There’s a folk tale in circulation at the moment which, like most folk tales, varies in detail from one storyteller to another but always maintains the same basic, memorable core.
It runs like this: over the last year (or decade, or Labour’s period in office, etc.) the UK saw record jobs growth of X hundred thousand (or X million etc.) but there are still millions of people on welfare because 91% (or four out of five, etc.) of the extra jobs went to foreigners.
Among those retailing variants of this story are Frank Field, Iain Duncan Smith and Fraser Nelson of the Spectator, whose blog post running the changes on the basic narrative was the basis for some over-excited headlines yesterday.
Matt Cavanagh has already written a comprehensive response to Nelson’s piece which painstakingly shows why this is not a sensible way to look at labour market figures. But even he says that Nelson’s figure of 91% of working age employment growth over the last year being accounted for by non-UK nationals is ‘a striking statistic’. This is being a little too charitable.
To see why, consider how easy it is to take the basic structure of the folk tale, plug in some different data and use it to draw roughly opposite conclusions. We are being told migration is somehow associated with benefit receipt, so let’s look at the largest group of long-term benefit claimants, people with disabilities.
Rather than dividing the UK working age population into UK-nationals and non-UK nationals, as in Fraser Nelson’s piece, we have partitioned it into long-term disabled and non-disabled and asked what share of new jobs went to disabled people.
The answer is that between 1998/9 and 2009/10, 74% of net working age employment growth was accounted for by the disabled, and between 2009/10 and 2010/11, 219%.
So since the election the disabled have taken all the new jobs, and then some, forcing hundreds of thousands of non-disabled people into benefit dependency. At least that’s what it looks like if you choose to cut the data this way.
But as this exercise shows all to clearly, this is not a good way to cut data.
Numbers of working age disabled people are growing quite rapidly, mainly because of population ageing, and their economic activity and employment rates have risen substantially since 1998. Few people think disabled people are displacing non-disabled workers and pushing them into a life on benefits: there are just more disabled people in the labour market now than there used to be, and on average they are faring worse than non-disabled people, with unemployment at 11% compared to 7.6%.
Add to this that the time ranges we have used mean the economic downturn is distorting the picture and it’s easy to see how we have generated an utterly monstrous factoid out of perfectly innocent labour market data: there just hasn’t been that much employment growth since 2009/10, so it’s not hard for the disabled, or migrants for that matter, to overwhelm the growth figures.
So showing that some group or other is taking all the jobs isn’t difficult if you partition the population the right way and choose the right time frame.
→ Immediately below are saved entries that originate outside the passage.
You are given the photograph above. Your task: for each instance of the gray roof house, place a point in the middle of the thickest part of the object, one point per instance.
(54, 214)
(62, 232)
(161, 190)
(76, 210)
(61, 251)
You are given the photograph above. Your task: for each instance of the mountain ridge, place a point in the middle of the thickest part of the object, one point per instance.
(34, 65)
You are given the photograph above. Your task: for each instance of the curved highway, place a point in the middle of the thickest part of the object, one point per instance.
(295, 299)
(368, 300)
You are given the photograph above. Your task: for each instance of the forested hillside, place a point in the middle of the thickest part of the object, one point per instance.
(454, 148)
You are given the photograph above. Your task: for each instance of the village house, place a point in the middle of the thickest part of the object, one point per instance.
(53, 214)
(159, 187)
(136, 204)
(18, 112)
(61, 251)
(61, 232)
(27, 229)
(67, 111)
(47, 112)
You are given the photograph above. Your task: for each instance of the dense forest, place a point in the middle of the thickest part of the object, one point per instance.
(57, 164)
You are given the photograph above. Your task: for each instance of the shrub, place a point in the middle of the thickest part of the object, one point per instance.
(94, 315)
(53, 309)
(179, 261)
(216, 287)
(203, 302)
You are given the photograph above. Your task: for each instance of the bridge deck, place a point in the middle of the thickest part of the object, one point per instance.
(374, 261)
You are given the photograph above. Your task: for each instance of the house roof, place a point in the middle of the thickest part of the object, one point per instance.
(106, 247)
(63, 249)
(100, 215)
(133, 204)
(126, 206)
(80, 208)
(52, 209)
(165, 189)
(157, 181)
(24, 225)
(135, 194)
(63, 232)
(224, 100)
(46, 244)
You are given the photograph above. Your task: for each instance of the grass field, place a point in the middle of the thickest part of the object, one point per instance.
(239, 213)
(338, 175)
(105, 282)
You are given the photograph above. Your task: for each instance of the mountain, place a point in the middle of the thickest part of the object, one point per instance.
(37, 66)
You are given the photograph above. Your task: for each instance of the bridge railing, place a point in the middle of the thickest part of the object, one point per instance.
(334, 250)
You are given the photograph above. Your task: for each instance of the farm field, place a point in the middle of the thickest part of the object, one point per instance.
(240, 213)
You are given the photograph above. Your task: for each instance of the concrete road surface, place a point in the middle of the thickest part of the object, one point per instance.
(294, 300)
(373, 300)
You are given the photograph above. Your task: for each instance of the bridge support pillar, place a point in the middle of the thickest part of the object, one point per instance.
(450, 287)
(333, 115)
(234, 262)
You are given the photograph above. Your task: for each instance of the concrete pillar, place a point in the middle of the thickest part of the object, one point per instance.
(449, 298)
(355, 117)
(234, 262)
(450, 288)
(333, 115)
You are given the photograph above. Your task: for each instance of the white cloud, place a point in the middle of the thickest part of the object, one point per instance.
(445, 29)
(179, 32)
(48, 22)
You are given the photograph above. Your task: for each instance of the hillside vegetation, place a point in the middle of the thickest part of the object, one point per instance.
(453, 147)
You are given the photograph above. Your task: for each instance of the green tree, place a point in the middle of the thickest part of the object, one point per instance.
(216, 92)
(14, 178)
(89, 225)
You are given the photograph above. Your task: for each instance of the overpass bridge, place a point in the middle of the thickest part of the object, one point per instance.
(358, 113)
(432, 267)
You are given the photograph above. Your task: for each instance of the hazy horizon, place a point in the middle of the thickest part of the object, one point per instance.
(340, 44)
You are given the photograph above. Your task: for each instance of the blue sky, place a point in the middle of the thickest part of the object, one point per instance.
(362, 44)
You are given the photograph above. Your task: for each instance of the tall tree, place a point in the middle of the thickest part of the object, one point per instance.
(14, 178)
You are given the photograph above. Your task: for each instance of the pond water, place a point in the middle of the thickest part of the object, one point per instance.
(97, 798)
The question raised by this piece of pseudo- analysis is why we should take the assertion that non-UK nationals are taking 91% of employment growth any more seriously than the assertion that disabled people are taking 218%.
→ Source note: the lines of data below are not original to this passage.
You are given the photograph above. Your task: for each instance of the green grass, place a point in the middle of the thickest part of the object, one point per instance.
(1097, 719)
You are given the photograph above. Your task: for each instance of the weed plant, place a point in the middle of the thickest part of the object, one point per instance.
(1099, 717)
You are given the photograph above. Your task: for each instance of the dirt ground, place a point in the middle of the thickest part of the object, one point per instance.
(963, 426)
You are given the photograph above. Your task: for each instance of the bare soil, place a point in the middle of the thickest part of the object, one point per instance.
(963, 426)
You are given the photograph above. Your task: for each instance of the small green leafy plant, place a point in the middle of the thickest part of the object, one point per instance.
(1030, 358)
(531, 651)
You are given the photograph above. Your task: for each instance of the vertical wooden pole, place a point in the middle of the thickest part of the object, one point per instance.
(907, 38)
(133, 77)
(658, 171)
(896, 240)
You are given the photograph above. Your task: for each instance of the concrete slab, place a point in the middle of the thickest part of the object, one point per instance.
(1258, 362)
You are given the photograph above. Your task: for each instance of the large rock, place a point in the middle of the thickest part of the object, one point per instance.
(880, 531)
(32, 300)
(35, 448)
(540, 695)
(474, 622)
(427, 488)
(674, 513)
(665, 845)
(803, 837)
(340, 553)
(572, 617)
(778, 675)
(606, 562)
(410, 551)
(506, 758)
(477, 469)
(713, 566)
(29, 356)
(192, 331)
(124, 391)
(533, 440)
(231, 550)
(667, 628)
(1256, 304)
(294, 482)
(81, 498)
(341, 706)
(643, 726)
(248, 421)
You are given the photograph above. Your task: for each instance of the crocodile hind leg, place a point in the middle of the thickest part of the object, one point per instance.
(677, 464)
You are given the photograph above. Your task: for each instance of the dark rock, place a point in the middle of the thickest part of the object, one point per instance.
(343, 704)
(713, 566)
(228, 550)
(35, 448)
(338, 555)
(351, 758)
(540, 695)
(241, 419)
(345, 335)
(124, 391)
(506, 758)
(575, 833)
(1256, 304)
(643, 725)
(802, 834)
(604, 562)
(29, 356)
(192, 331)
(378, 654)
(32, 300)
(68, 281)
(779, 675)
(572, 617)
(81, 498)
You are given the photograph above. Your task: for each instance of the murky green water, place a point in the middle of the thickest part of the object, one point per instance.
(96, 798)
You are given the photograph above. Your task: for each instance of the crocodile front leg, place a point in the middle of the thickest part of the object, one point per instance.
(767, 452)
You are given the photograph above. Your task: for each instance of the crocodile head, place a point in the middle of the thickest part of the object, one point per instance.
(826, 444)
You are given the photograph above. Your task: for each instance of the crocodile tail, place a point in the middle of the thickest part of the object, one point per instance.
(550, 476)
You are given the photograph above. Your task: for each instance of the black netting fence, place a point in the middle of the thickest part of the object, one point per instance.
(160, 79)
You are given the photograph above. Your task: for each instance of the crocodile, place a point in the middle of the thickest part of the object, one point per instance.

The latter figure is considerably more statistically robust than the former, but that doesn’t mean it’s telling us anything useful, or indeed anything at all. What these assertions have in common is that they aren’t even wrong, just silly.
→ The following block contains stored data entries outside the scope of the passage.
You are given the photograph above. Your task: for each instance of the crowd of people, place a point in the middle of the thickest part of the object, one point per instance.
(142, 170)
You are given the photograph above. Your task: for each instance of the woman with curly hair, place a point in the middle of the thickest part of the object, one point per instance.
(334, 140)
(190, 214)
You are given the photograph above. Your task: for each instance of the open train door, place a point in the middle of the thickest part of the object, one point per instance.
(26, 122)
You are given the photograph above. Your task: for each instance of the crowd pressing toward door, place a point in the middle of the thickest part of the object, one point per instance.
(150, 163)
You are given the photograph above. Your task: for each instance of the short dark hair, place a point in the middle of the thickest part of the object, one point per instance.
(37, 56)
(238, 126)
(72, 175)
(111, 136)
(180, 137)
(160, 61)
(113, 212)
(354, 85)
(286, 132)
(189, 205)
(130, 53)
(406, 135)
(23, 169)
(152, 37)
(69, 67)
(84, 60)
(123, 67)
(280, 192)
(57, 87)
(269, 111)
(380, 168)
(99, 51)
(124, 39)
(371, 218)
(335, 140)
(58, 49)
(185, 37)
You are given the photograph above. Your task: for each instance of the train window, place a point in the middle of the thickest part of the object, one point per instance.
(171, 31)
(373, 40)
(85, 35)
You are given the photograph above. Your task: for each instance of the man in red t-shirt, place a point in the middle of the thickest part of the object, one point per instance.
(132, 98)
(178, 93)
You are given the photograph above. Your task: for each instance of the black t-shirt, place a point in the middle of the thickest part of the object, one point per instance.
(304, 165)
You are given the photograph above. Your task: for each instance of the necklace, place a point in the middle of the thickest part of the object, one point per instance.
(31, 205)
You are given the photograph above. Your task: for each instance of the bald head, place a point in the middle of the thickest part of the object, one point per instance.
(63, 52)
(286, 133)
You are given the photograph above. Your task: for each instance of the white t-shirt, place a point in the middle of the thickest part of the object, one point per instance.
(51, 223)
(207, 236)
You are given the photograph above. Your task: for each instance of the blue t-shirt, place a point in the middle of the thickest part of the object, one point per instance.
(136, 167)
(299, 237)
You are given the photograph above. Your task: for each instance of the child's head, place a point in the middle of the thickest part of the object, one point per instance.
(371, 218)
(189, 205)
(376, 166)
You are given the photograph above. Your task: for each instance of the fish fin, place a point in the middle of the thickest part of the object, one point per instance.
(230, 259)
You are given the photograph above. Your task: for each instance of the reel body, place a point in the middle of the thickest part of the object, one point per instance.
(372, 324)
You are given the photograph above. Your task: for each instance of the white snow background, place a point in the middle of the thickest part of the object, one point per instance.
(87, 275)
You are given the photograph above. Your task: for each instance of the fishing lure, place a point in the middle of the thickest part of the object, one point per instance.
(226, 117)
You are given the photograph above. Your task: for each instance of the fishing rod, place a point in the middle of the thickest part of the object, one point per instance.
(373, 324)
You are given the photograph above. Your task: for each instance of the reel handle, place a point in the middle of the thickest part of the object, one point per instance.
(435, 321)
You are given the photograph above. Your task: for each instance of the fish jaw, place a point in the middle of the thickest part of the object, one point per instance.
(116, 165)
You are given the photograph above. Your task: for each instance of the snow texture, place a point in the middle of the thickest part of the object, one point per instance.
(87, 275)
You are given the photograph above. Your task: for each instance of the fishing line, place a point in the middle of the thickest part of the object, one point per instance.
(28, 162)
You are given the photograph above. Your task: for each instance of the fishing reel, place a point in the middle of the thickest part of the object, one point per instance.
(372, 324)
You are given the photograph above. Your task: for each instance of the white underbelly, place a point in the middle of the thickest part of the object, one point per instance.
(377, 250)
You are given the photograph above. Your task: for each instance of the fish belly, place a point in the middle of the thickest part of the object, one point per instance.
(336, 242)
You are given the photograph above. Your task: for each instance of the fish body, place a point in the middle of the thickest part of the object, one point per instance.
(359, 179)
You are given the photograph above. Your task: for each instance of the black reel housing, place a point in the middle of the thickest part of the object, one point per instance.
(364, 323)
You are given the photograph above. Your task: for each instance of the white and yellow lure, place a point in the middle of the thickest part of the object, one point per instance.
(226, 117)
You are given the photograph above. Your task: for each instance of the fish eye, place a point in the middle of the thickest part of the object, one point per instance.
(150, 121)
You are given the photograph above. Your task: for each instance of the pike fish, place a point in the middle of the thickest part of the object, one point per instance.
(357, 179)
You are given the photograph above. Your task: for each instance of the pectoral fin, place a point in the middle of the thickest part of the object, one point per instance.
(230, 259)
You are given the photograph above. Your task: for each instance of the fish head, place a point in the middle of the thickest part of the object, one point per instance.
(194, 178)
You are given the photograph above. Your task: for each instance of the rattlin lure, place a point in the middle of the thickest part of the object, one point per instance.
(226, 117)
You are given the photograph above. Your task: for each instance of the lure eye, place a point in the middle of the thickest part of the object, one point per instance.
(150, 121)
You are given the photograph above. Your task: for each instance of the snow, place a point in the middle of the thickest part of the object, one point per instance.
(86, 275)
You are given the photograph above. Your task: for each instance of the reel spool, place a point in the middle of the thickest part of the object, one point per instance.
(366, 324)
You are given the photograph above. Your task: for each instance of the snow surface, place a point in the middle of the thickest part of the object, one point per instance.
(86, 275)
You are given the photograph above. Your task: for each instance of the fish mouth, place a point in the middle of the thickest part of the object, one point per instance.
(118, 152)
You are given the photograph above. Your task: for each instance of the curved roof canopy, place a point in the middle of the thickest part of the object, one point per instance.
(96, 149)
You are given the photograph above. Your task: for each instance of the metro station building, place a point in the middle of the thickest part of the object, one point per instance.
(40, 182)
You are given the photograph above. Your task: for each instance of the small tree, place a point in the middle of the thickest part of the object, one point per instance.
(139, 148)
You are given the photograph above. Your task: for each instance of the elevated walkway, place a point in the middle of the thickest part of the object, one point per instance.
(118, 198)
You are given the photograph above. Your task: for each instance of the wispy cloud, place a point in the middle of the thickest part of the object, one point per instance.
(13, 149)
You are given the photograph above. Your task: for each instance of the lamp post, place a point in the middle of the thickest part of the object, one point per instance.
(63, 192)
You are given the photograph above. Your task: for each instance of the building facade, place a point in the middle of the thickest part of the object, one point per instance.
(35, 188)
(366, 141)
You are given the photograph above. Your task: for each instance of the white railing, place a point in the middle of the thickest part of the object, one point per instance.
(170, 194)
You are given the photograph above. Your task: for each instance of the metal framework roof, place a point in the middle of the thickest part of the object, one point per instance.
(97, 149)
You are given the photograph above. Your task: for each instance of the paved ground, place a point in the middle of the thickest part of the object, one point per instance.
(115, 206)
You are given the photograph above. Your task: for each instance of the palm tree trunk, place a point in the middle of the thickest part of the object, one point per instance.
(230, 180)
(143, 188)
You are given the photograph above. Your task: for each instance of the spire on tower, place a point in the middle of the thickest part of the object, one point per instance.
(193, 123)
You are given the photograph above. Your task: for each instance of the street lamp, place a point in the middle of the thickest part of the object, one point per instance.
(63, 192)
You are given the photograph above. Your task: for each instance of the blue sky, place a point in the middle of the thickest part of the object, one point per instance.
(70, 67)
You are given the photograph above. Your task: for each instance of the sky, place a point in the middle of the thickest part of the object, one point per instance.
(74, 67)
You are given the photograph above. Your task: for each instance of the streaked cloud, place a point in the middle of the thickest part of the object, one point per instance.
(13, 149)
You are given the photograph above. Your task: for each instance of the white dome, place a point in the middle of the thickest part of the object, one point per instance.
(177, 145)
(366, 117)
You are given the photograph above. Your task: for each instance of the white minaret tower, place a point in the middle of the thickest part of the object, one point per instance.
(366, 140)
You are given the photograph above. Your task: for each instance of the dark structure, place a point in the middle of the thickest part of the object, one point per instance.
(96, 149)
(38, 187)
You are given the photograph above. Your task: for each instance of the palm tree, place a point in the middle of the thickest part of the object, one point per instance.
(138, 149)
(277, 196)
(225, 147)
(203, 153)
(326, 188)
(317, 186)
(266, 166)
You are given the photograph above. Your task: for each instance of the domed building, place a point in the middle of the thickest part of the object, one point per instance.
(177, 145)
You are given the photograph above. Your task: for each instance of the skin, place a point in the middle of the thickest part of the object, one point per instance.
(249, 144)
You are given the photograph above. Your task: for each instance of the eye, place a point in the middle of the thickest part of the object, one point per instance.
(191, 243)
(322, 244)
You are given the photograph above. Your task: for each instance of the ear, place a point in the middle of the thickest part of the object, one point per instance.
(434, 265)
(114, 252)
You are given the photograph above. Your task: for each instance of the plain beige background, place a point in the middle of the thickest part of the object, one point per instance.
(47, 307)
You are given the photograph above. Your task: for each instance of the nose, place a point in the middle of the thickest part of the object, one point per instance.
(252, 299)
However even this piece of silliness draws attention to the other flaw in the migration/benefits folk tale. We seem to have a lot more disabled people in employment, and this isn’t just because there are more disabled people. In fact, disability employment is one of the unsung positive developments in the UK labour market over the last 13 years.
Graph 1 below shows the trends, which are mirrored in falling rates of receipt for incapacity benefit, and growing numbers of Disability Living Allowance recipients who are not claiming out-of-work benefits, up by 71% since 2002. The group which has for a long time accounted for the largest share of long-term benefit receipt has seen its economic activity rate rise by 9 percentage points since 1998.
The next biggest group, lone parents, saw very similar increases in employment. Don’t expect to hear these facts cited by those who want to promote the myth that employment growth did not benefit UK citizens under the last government.